Kerang segar dicocol ke saus menjadi salah satu suguhan andalan makan laut di Australia Barat. Gugusan ratusan batu di Pinnacles Desert dalam kawasan Taman Nasional Nambung, Australia Barat. Instruktur kano mengawasi kliennya yang sedang main kano di Sungai Murchison, Kalbarri, Australia Barat.
Ingin sensasi liburan yang berbeda? Yuk, naik ”quad bike” di padang gurun dan bermain kano di sungai yang jernih di Australia Barat. Kalau masih kurang, tambahlah dengan melihat Danau Pink dari udara. Langit dan laut yang biru, diselingi warna magenta air danau, dijamin membuat mata dan hati kita adem.

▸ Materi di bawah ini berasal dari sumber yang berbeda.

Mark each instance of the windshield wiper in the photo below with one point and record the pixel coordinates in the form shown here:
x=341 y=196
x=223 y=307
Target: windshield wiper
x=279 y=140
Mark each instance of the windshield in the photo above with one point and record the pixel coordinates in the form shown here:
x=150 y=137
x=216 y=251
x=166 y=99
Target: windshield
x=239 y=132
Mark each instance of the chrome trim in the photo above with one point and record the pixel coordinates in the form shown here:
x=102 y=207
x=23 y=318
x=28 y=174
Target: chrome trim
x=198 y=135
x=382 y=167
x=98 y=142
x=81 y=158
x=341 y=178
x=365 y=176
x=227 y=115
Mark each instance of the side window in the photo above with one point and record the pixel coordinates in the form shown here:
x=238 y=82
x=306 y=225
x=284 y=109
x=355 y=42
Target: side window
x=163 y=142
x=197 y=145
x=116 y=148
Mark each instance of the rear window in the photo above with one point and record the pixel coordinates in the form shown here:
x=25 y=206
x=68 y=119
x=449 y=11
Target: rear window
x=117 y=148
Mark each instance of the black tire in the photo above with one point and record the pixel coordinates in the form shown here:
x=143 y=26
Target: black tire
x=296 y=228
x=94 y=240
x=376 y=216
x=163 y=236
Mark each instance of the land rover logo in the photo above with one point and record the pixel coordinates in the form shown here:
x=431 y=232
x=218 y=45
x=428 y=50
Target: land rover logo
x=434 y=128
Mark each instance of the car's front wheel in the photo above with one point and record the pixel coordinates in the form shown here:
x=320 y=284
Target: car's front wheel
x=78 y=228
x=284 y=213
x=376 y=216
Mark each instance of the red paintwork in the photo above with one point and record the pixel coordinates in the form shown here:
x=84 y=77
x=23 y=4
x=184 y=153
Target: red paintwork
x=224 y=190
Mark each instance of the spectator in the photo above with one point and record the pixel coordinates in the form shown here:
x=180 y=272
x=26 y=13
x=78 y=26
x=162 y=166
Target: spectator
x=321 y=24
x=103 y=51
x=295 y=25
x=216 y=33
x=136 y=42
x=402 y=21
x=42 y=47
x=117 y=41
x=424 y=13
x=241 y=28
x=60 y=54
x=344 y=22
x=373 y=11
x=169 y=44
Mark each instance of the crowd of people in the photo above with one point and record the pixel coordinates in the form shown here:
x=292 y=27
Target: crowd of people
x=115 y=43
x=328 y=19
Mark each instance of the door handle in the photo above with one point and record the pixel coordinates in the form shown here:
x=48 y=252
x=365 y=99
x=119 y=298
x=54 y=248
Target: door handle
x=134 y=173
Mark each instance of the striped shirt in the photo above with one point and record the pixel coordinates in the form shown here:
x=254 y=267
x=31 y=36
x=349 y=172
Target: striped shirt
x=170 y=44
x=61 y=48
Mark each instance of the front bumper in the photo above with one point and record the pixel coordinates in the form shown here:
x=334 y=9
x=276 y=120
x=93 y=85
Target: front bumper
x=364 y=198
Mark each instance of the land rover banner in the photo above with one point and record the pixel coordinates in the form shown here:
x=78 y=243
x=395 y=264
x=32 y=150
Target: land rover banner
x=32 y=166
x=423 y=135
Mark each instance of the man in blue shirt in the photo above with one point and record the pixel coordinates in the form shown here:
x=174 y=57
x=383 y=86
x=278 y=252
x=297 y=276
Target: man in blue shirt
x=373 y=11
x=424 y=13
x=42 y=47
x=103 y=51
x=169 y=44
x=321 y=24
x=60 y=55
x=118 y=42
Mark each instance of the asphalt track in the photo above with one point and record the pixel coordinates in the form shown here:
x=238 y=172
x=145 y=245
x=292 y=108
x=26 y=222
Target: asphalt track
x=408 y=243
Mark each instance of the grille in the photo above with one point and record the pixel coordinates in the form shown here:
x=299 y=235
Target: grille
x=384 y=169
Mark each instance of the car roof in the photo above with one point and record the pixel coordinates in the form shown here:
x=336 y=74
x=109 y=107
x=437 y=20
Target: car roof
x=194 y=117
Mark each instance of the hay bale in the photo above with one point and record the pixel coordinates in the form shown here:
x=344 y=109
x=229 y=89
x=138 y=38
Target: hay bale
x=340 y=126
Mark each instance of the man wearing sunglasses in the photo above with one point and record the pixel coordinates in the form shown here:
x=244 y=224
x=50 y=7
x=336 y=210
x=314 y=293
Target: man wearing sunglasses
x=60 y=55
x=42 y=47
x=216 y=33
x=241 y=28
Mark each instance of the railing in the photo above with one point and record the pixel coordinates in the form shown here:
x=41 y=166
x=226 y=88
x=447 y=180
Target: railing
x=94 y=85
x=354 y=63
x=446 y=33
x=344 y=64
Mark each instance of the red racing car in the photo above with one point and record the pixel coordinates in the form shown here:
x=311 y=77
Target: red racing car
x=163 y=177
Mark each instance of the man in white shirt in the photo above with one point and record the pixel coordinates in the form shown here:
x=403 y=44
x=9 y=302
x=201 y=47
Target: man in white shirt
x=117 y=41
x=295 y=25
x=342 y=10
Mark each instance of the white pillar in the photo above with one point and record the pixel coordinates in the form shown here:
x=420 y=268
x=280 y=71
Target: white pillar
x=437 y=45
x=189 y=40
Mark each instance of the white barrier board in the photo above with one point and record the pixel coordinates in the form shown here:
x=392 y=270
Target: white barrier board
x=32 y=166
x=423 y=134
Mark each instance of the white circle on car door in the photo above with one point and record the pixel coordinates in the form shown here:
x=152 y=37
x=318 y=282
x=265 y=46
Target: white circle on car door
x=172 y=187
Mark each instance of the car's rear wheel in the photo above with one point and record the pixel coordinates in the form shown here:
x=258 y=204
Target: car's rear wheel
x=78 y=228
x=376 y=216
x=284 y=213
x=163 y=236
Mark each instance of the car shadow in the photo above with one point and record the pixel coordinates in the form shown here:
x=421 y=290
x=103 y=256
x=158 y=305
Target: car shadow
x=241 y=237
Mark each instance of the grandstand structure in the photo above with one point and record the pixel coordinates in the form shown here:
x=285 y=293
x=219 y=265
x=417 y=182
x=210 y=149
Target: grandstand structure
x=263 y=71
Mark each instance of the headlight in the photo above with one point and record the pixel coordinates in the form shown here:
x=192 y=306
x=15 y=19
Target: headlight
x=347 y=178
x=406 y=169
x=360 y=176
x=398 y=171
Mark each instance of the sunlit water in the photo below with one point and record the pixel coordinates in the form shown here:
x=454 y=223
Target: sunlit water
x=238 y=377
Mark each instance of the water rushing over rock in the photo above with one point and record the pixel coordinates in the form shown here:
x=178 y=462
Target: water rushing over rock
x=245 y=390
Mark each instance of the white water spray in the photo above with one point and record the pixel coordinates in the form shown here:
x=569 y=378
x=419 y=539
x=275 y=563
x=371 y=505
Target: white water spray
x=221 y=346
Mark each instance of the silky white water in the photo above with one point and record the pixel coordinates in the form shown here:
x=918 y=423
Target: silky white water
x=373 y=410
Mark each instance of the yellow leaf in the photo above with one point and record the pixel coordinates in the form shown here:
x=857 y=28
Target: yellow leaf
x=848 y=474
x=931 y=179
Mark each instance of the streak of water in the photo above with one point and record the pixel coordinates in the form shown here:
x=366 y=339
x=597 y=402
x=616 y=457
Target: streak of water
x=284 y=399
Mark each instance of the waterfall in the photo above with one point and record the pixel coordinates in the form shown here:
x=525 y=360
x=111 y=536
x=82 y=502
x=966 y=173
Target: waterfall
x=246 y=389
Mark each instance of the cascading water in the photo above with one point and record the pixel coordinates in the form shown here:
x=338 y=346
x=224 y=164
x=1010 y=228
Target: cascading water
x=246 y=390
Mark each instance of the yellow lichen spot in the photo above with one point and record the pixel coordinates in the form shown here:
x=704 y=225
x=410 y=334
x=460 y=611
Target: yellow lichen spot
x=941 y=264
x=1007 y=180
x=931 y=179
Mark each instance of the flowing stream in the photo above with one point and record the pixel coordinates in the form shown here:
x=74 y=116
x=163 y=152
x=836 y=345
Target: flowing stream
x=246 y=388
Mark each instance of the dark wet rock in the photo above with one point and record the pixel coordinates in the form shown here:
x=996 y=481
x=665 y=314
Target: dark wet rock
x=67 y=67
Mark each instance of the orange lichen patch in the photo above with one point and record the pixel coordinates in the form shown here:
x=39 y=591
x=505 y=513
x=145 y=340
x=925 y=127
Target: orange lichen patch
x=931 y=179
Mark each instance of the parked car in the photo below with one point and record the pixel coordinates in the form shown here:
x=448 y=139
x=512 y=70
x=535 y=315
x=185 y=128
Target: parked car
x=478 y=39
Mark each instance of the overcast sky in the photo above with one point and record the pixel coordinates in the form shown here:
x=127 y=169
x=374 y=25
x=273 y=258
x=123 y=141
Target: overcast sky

Guncangan kuat di badan saat naik quad bike (motor beroda tiga atau empat) di Taman Nasional Kalbarri, Australia Barat, seolah masih terasa bahkan setelah pengalaman usai. Sebagian jalanan di gurun seluas 186.000 hektar itu tampaknya dari batu cadas sehingga ketika roda motor melindas, badan pengemudi dan penumpang motor yang justru terguncang hebat. Badan yang tipis ini serasa luruh, tetapi sungguh, kegiatan itu menyenangkan. Naik quad bike merupakan salah satu kegiatan yang saya dan lima wartawan, travel blogger, staf Garuda Indonesia, dan staf Tourism Western Australia rasakan pada Juni lalu. Kami menelusuri sebagian bumi Australia Barat yang punya alam beragam. Ada laut, padang gurun, dan sungai lebar yang jernih. Terdapat wilayah seperti Taman Nasional Kalbarri yang tampak keras, penuh bebatuan usia ribuan tahun, tetapi memberi keteduhan karena ada aliran sungai dengan pepohonan di tepian. Kehadiran hewan penghuni padang seperti kanguru dan kuda menambah rasa senang. Kami awali petualangan luar ruang pada Sabtu (17/6) pukul 08.00 dari Geraldton, kota kecil di Australia Barat. Satu jam sebelumnya kami terbang dari Perth.

Safari padang gurun
Setelah selama 2,5 jam menyusuri jalan aspal dari Geraldton, lalu masuk jalan dari tanah yang keras dan berdebu, akhirnya kami bertemu Ellen. Perempuan bertubuh gagah itu memandu kami bersafari di Taman Nasional Kalbarri dengan quad bike. Sebelumnya, Ellen melatih kami naik quad bike. Setelah itu ia berkendara paling depan. Naik quad bike di udara bersuhu 20-an derajat celsius ternyata asyik. Rombongan melalui jalan tanah, jalan berpasir tebal yang tak selalu mulus. Butuh tangan kuat untuk mengendalikan motor. Apalagi bila tergoda ngebut mengejar kawan lain. Safari di siang bolong itu memanjakan mata. Di tengah jalan kami berjumpa kawanan kuda liar penghuni taman nasional. Pepohonan yang menghijau maupun berdaun coklat, deretan bukit batu karang, serta sungai berair jernih juga bergantian kami lalui. Melihat pemandangan unik itu hati tergoda untuk berfoto-foto sembari naik quad bike. Ah, rupanya Ellen tahu. Segera ia berputar arah menegur kami. ”Kalian membahayakan diri sendiri. Kamu bisa jatuh. Biarkan orang yang di belakang (dibonceng) ambil foto,” kata Ellen. Ia serius soal keselamatan karena di kegiatan tersebut pernah jatuh korban meninggal. Perjalanan berlanjut. 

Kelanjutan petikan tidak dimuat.